The goal of this Workshop was to assemble experts in pediatrics, infectious disease, otolaryngology, epidemiology, audiology, and biostatistics to assess the current status of screening for otitis media in infants and children. The need for such a Workshop has become increasingly apparent with the advent of the widespread use of tympanometry as a case-finding method and the controversies that have surrounded these proliferating screening programs.

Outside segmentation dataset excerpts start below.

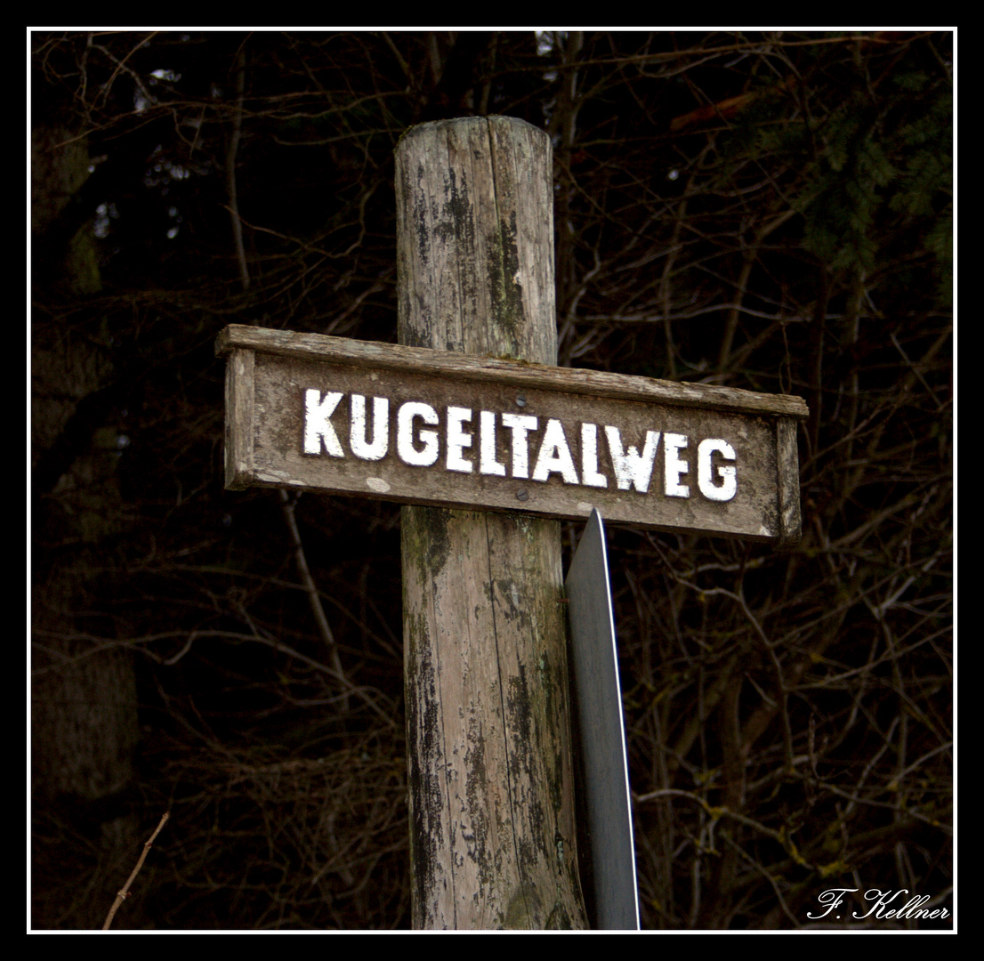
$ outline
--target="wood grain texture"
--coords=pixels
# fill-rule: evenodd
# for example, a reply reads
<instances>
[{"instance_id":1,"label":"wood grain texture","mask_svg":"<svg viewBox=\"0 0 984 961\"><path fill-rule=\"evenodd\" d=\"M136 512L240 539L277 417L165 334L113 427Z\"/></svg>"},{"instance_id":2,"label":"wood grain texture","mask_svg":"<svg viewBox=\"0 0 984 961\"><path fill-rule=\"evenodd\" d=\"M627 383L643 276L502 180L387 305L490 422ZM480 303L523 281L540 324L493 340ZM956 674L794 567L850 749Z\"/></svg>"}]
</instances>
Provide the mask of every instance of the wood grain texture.
<instances>
[{"instance_id":1,"label":"wood grain texture","mask_svg":"<svg viewBox=\"0 0 984 961\"><path fill-rule=\"evenodd\" d=\"M411 298L413 299L415 298ZM470 326L481 326L481 318L473 318ZM713 387L508 360L492 353L495 348L501 346L490 344L486 352L488 356L468 356L450 353L446 348L435 350L350 341L322 334L296 334L291 331L230 324L218 335L215 352L224 355L236 348L245 348L297 360L324 360L380 370L404 371L411 376L429 374L451 380L484 381L519 389L555 390L568 394L734 414L773 415L796 419L805 419L809 416L803 399L790 394L759 394L735 387ZM531 350L533 347L531 346Z\"/></svg>"},{"instance_id":2,"label":"wood grain texture","mask_svg":"<svg viewBox=\"0 0 984 961\"><path fill-rule=\"evenodd\" d=\"M556 362L550 145L505 117L397 150L400 338ZM555 521L402 510L413 925L583 928Z\"/></svg>"},{"instance_id":3,"label":"wood grain texture","mask_svg":"<svg viewBox=\"0 0 984 961\"><path fill-rule=\"evenodd\" d=\"M237 352L254 357L251 351ZM236 371L240 370L241 388L236 384L240 376ZM790 513L788 509L790 504L794 509L798 505L798 483L795 476L791 480L783 480L784 472L795 475L796 471L795 428L789 418L779 418L793 430L793 445L784 448L780 463L774 416L588 397L528 385L519 390L472 380L461 372L437 376L361 364L314 363L269 352L256 353L252 366L245 358L230 360L229 377L228 410L233 418L241 418L241 423L233 419L227 444L236 472L230 485L237 487L289 485L403 503L522 510L578 520L585 519L593 506L611 523L763 541L795 536L798 531L795 510ZM305 396L309 389L319 394L341 394L331 421L342 457L329 456L325 451L312 455L305 450ZM362 459L351 450L350 407L356 396L388 401L386 452L378 460ZM432 429L439 438L440 456L430 466L413 466L399 456L398 411L406 402L429 405L437 417ZM372 406L371 400L367 403ZM461 427L470 441L461 455L470 468L466 472L447 467L447 410L452 405L470 411L470 418ZM495 456L502 466L501 476L481 471L482 411L494 414ZM524 439L529 459L524 477L515 476L513 470L516 439L503 426L503 416L510 415L536 418L537 426ZM563 427L576 475L573 482L558 472L540 480L530 478L541 445L545 446L549 422ZM586 482L583 423L594 425L596 468L604 478L601 486ZM622 443L639 450L645 446L647 431L659 432L645 491L618 485L604 425L617 427ZM381 429L374 422L373 430ZM671 433L688 438L687 447L679 453L687 465L680 479L689 490L686 497L666 494L667 436ZM698 483L699 445L708 437L723 438L735 452L737 492L726 501L708 499ZM780 505L780 486L785 508ZM792 526L781 527L783 509L786 522Z\"/></svg>"}]
</instances>

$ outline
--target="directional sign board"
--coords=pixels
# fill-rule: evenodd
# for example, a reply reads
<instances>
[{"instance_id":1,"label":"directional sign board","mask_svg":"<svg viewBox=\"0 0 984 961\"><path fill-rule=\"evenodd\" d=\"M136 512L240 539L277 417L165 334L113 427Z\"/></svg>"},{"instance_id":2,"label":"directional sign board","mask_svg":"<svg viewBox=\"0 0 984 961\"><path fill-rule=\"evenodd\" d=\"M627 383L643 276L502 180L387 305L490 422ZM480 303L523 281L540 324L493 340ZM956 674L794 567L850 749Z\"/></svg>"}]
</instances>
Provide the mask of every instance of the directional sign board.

Specifically, the objectives of the Workshop were to (1) review the state of our knowledge of middle ear disease in children in terms of its epidemiology, diagnosis, management, complications, and sequelae, all of which pertain to the justification for screening; (2) review the epidemiologic basis of screening and relate these to otitis media; (3) review current viewpoints on screening for middle ear disease from professionals in the field; (4) review the current status of screening programs in the United States; (5) attempt to reach concensus as to the target population to be identified by screening and the most appropriate and reasonable method for screening and referral; and, (6) make recommendations as to the best manner in which to resolve the remaining controversial issues. In addition to the above named specialists, representatives from federal funding agencies and from screening instrument companies were present in an ex officio capacity. A summary of the discussions is presented here.


—Margaretha L. Casselbrant, MD

Otitis media is one of the most common diseases of childhood and, thus, has important economic and health care implications in society.